McCarthy nodded and slipped the mouthpiece in. When the bell sounded he was up but Bobby was already in the center of the ring. McCarthy circled, staying away, the funny look still on his face. Bobby was having none of it. He danced left, then right, each step closing the distance, cutting McCarthy off. Mike suddenly found himself near the corner and pumped out a double jab with his right, trying to keep Bobby away until he could move off. Bobby slid to his left just before the second jab and ripped a vicious hook to McCarthy’s midsection, following with a second hook upstairs and that landed flush on McCarthy’s head gear. Even through the padding Mike was stunned and when he tried to turn and face Bobby, his movement was awkward and off balance. Bobby threw a straight right that landed flush on McCarthy’s cheek, driving him into the ropes.
“Move off the ropes, Mikey,” I yelled at McCarthy, “You’re getting paid for three rounds of sparring.”
He tried moving away but Bobby was back in front of him, sending another left hook, this time to the liver and the sound made everyone in the gym stop and look towards the ring. Just in time to see the second hook come over the top and land again on the side of McCarthy’s head, a sold thwack on the padding.

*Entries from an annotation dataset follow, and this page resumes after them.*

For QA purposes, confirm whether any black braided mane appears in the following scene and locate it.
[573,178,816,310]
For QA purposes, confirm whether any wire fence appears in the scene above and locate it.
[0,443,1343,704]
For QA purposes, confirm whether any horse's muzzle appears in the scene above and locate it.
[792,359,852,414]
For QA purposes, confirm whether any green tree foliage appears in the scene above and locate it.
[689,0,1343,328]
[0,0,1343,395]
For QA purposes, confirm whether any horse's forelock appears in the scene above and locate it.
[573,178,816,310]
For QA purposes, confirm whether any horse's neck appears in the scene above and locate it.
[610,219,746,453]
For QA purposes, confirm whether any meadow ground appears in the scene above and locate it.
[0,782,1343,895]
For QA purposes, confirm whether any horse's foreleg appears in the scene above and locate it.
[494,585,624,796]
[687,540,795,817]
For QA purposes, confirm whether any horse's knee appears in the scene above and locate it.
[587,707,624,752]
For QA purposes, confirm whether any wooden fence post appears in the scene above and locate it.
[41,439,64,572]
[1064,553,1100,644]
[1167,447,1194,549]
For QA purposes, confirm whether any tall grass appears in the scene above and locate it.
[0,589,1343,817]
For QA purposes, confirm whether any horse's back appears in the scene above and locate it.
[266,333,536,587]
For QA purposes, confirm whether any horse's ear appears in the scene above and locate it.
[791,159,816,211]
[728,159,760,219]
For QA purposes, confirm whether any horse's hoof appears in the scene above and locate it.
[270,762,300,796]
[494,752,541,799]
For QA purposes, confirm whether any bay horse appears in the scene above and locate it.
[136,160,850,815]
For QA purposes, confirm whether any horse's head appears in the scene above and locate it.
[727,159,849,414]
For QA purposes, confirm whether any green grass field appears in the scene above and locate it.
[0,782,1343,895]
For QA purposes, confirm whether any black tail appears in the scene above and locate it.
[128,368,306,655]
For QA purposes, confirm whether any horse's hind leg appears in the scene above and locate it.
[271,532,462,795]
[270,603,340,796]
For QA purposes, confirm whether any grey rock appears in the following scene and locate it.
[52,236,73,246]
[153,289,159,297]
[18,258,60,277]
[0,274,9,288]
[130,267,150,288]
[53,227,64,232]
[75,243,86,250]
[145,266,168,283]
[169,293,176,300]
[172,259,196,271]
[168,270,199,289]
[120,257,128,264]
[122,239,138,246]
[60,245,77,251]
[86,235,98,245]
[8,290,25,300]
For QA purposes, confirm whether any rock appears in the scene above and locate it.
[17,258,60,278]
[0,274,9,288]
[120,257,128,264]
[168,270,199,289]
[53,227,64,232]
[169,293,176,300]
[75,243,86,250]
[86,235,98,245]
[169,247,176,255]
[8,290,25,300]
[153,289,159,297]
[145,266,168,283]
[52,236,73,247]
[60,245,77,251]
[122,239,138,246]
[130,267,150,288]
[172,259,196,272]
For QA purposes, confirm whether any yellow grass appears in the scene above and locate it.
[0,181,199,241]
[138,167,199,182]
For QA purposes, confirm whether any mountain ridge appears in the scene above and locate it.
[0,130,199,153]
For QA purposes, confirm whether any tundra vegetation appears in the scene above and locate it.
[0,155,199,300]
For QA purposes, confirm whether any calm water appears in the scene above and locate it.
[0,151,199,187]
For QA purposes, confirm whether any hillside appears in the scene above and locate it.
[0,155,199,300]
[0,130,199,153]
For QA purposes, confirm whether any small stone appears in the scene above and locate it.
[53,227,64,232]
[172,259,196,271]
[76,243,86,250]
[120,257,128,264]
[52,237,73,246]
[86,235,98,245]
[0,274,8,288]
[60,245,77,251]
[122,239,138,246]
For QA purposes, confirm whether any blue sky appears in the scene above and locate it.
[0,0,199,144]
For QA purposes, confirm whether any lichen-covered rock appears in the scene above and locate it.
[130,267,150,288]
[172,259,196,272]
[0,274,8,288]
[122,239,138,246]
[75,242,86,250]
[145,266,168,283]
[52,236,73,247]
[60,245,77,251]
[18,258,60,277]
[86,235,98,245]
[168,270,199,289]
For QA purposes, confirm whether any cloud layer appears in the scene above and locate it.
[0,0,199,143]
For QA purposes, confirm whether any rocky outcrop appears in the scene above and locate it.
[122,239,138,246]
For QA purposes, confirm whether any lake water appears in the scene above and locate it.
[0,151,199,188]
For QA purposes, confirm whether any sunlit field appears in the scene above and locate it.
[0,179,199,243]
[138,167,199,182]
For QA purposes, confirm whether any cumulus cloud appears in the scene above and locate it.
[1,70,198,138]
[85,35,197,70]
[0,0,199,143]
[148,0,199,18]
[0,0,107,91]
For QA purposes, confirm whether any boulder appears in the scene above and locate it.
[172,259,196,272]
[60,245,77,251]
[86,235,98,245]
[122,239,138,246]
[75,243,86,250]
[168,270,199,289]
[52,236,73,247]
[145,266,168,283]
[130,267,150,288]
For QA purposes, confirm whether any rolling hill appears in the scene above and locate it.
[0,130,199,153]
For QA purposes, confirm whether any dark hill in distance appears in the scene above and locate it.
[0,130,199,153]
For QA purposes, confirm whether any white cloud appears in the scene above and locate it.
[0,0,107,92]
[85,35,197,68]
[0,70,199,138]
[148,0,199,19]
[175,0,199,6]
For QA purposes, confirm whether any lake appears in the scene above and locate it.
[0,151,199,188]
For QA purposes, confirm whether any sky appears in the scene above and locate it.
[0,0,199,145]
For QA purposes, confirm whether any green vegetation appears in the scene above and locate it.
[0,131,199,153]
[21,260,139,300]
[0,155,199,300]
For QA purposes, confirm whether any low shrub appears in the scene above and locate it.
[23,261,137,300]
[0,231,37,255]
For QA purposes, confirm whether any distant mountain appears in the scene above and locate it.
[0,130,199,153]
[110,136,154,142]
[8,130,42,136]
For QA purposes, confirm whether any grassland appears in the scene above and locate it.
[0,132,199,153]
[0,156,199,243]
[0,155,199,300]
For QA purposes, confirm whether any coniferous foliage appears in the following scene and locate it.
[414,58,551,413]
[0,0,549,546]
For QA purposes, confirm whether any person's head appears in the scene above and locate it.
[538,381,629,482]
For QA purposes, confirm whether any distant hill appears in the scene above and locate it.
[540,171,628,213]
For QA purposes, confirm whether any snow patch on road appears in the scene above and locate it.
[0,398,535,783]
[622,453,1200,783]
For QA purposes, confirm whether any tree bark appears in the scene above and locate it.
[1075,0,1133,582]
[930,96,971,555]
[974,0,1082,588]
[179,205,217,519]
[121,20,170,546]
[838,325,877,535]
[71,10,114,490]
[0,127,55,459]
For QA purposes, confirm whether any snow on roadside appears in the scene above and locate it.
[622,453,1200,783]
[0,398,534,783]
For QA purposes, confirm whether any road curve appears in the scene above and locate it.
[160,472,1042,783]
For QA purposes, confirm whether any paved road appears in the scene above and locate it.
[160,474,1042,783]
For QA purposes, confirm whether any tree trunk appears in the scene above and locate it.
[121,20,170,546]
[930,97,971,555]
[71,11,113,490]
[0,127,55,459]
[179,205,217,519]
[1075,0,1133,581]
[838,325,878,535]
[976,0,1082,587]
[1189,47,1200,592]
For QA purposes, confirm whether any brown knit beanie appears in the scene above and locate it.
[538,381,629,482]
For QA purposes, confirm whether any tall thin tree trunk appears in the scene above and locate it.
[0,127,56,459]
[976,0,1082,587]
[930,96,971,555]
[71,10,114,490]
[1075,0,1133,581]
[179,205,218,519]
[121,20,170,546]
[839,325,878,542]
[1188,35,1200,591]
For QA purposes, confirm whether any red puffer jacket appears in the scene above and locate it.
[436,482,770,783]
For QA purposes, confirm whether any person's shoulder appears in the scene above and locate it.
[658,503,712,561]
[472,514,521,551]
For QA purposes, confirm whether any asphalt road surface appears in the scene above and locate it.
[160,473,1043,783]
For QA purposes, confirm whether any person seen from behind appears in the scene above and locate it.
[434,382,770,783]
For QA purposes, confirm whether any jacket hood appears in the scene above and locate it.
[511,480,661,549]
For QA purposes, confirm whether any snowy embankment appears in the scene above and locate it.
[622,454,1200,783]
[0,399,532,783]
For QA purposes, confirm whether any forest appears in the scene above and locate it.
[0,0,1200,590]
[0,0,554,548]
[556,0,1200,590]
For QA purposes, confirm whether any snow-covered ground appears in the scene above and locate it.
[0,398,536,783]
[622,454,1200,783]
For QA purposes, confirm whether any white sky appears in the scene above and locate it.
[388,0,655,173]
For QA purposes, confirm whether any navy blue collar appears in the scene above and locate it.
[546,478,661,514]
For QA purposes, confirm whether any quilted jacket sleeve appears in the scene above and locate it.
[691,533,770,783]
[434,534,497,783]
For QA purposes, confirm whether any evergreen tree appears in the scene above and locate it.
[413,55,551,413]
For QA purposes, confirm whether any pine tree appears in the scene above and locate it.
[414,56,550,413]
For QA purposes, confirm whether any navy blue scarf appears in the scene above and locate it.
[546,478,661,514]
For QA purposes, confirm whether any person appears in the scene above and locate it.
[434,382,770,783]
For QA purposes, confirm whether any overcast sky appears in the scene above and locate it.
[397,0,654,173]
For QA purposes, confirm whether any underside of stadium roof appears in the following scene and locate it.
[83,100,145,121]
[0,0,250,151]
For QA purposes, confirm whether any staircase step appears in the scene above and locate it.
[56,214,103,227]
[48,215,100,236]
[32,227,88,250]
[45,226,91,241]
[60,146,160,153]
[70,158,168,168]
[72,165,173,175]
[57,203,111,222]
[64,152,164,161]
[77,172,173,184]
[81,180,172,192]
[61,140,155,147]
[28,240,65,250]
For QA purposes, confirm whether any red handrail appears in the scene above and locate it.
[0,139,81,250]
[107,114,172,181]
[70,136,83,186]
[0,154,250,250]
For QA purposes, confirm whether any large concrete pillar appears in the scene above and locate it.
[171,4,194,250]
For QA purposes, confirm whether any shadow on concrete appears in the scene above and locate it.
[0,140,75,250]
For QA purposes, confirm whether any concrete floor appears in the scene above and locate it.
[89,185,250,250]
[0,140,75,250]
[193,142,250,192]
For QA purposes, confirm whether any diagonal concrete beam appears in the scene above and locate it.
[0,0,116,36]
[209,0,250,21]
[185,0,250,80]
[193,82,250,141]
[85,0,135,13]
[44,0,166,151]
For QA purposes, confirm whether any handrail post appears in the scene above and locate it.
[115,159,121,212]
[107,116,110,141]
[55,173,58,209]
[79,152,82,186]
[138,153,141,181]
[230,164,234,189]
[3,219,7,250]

Bobby then threw a three-punch combination: a right, a left hook and another right, and when McCarthy tried to slip the first right, the left hook caught him flush on the nose and the right slammed into his cheek bone. Bobby danced back into the center of the ring and motioned at Mike to come after him.
“Just keep pumping that jab, Mikey,” I yelled, watching McCarthy shuffle towards the center of the ring where Bobby was dancing, a smile on his face. He was measuring McCarthy, waiting for him to step inside the punching arc and when he sensed McCarthy was there, he double jabbed first, both punches hitting Mike on the nose, causing a bright red stream of blood to flow. McCarthy stepped back and pawed at his nose with a glove and stared at the bloody smear on the leather.
I knew now that the funny look on his face was the look of fear. Bobby knew it too and stepped in and threw two more jabs before sliding around the counter left McCarthy automatically sent back. Bobby bent underneath the extended arm and delivered a hard right hook that some might have called a kidney punch. McCarthy dropped to a knee and stayed there, unable to move, and the bell sounded.
Back in the corner, Bobby was breathing easily. I tilted the water bottle and he rolled the liquid around in his mouth. “Just keep slipping the jab,” I told him, “but you don’t have to unload on him with everything you have.”